In [1]:
import os
import re
import pandas as pd
import requests
import pickle
from tqdm import tqdm

from bs4 import BeautifulSoup

import warnings
warnings.simplefilter('ignore') # Comment out to see warnings

In [2]:
# Parent Directoy URL
url= "http://reports.ieso.ca/public/GenOutputbyFuelHourly/"
page = requests.get(url,allow_redirects=True)

In [3]:
# Setting up GCloud Storage Authentication
from google.cloud import storage
path_to_private_key = './ieso-dashboard-c639f1a39298.json'
client = storage.Client.from_service_account_json(json_credentials_path=path_to_private_key)
bucket = client.bucket('amol_javahire')

In [4]:
# Retrieve File names from parent directory url
soup = BeautifulSoup(page.text)
xml_cap=soup.find_all("a",href=True)
files=[]
for element in xml_cap:
    file_name=element.text
    if re.search("\.xml$", file_name) and not re.search("_v", file_name):
        files.append(str(file_name))

In [5]:
# Helper Function to extract fuel values from each row
def get_fuel_values(element):
    fuels=element.find_all('fueltotal')
    nuc_val,gas_val,hyd_val,win_val,sol_val,bio_val=None,None,None,None,None,None
    for fuel in fuels:
        if fuel.find("fuel").text=='NUCLEAR' and fuel.find('output')!=None:
            nuc_val=fuel.find('output').text
        elif fuel.find("fuel").text=='GAS' and fuel.find('output')!=None:
            gas_val=fuel.find('output').text
        elif fuel.find("fuel").text=='HYDRO' and fuel.find('output')!=None:
            hyd_val=fuel.find('output').text
        elif fuel.find("fuel").text=='WIND' and fuel.find('output')!=None:
            win_val=fuel.find('output').text
        elif fuel.find("fuel").text=='SOLAR' and fuel.find('output')!=None:
            sol_val=fuel.find('output').text
        elif fuel.find("fuel").text=='BIOFUEL' and fuel.find('output')!=None:
            bio_val=fuel.find('output').text
        else:
            continue
    # print(nuc_val,gas_val,hyd_val,win_val,sol_val,bio_val)
    return nuc_val,gas_val,hyd_val,win_val,sol_val,bio_val

In [6]:
# Helper Function to parse xml data to csv
def xml_to_df(soup,col_names):
    dic={}
    index=0
    created_at=soup.find('createdat').text
    days=soup.find_all('dailydata')
    for day in tqdm(days,desc='Processing :: '):
        date_val=day.find('day').text
        hours=day.find_all('hourlydata')
        for hour in hours:
            hour_val=hour.find('hour').text
            nuc_val,gas_val,hyd_val,win_val,sol_val,bio_val= get_fuel_values(hour)
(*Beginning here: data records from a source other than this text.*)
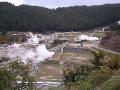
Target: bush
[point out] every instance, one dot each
(112, 84)
(98, 59)
(113, 62)
(74, 72)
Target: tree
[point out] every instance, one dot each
(13, 72)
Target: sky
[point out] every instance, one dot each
(61, 3)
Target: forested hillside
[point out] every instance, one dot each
(33, 18)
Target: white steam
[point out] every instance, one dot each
(37, 53)
(88, 38)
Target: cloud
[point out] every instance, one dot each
(15, 2)
(61, 3)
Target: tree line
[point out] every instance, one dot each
(40, 19)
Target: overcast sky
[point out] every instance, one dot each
(61, 3)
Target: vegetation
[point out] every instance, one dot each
(13, 72)
(107, 77)
(40, 19)
(112, 39)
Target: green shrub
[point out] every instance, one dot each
(74, 72)
(113, 62)
(98, 59)
(112, 84)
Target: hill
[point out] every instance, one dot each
(40, 19)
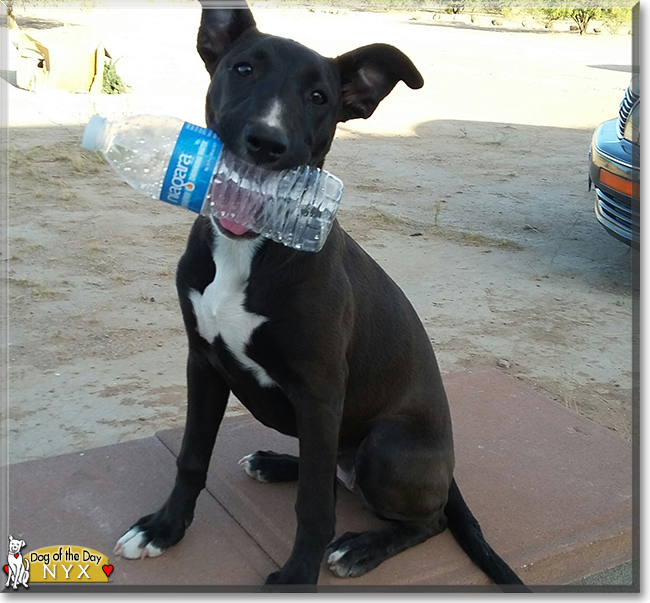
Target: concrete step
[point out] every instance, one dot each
(551, 490)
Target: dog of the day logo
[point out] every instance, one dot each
(56, 564)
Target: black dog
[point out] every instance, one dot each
(321, 346)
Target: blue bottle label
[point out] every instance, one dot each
(191, 167)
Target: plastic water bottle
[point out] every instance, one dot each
(186, 165)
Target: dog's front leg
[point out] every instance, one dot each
(207, 396)
(318, 424)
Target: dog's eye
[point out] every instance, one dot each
(243, 69)
(317, 97)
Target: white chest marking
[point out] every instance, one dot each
(220, 311)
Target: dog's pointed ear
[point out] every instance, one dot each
(220, 28)
(368, 74)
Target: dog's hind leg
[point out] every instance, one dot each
(207, 395)
(267, 466)
(403, 475)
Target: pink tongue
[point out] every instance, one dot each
(233, 227)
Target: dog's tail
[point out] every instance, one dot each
(468, 534)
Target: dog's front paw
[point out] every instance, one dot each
(350, 556)
(150, 536)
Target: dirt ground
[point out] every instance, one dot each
(471, 193)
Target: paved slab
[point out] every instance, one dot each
(551, 489)
(89, 499)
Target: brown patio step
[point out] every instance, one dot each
(551, 489)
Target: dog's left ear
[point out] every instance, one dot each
(220, 28)
(368, 74)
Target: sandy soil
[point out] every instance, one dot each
(471, 192)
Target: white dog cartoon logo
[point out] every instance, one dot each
(15, 567)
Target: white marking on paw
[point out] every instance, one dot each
(335, 568)
(132, 546)
(336, 555)
(254, 473)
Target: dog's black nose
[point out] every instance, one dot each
(265, 144)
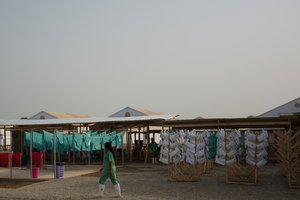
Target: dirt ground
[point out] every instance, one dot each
(146, 181)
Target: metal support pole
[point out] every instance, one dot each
(30, 154)
(54, 153)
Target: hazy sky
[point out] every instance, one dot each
(193, 58)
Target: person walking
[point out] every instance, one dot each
(109, 171)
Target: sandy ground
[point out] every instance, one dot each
(146, 181)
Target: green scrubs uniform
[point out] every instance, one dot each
(108, 158)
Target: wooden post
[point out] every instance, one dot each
(147, 147)
(130, 147)
(22, 133)
(4, 139)
(123, 154)
(54, 153)
(30, 154)
(139, 146)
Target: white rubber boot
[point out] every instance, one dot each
(101, 190)
(118, 189)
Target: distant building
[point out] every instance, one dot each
(130, 112)
(54, 115)
(290, 108)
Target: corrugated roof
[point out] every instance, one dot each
(149, 112)
(26, 122)
(66, 115)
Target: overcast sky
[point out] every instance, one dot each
(193, 58)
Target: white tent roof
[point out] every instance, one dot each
(27, 122)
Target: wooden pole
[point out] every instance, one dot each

            # Calulate total Fuel output
            total_val=0
            for i in [nuc_val,gas_val,hyd_val,win_val,sol_val,bio_val]:
                if i!=None:
                    total_val+=int(i)
            row_data = {col_names[0]:created_at,col_names[1]: date_val, col_names[2]: hour_val, col_names[3]: nuc_val, col_names[4]: gas_val, col_names[5]: hyd_val, col_names[6]: win_val, col_names[7]: sol_val, col_names[8]: bio_val, col_names[9]: total_val}
            dic[index] = row_data
            index += 1
    df = pd.DataFrame.from_dict(dic,"index")
    return df

In [7]:
### LOCAL DATA CURATION

# # Defining Output Data Structure and extracting and filling values correspondingly and then dump final data to ./[outdir]
# col_names=['created_at','mkt_date','mkt_he','nuclear','gas','hydro','wind','solar','biofuel','total']
# outdir = './GenOutputbyFuelHourly'
# if not os.path.exists(outdir):
#     os.mkdir(outdir)
# for file in files:
#     print('Downloading ' + file, end=" ")
#     curr_url=str(url)+str(file)
#     page = requests.get(curr_url,allow_redirects=True)
#     soup = BeautifulSoup(page.text, 'lxml')
#     print(' -- Done')
#     report_df=xml_to_df(soup,col_names)
#     fullname = os.path.join(outdir, (str(file[:-4])))
#     # Pickle Dump to ./out directory
#     report_df.to_csv(fullname+'.csv',index=False)
# print('Dumped all files in ./GenOutputbyFuelHourly')

In [8]:
### GCP DATA CURATION

# Defining Output Data Structure and extracting and filling values correspondingly and then dump final data to ./[outdir]
col_names=['created_at','mkt_date','mkt_he','nuclear','gas','hydro','wind','solar','biofuel','total']
for file in files:
    print('Loading ' + file, end=" ")
    curr_url=str(url)+str(file)
    page = requests.get(curr_url,allow_redirects=True)
    soup = BeautifulSoup(page.text, 'lxml')
    print(' -- Done')
    report_df=xml_to_df(soup,col_names)
    
    # Create a blob instance to upload your data into 
    blob = bucket.blob('GenOutputbyFuelHourly/'+str(file[:-4])+'.csv')
    blob.upload_from_string(report_df.to_csv(index=False), 'text/csv')
print('Dumped all files in ./GenOutputbyFuelHourly')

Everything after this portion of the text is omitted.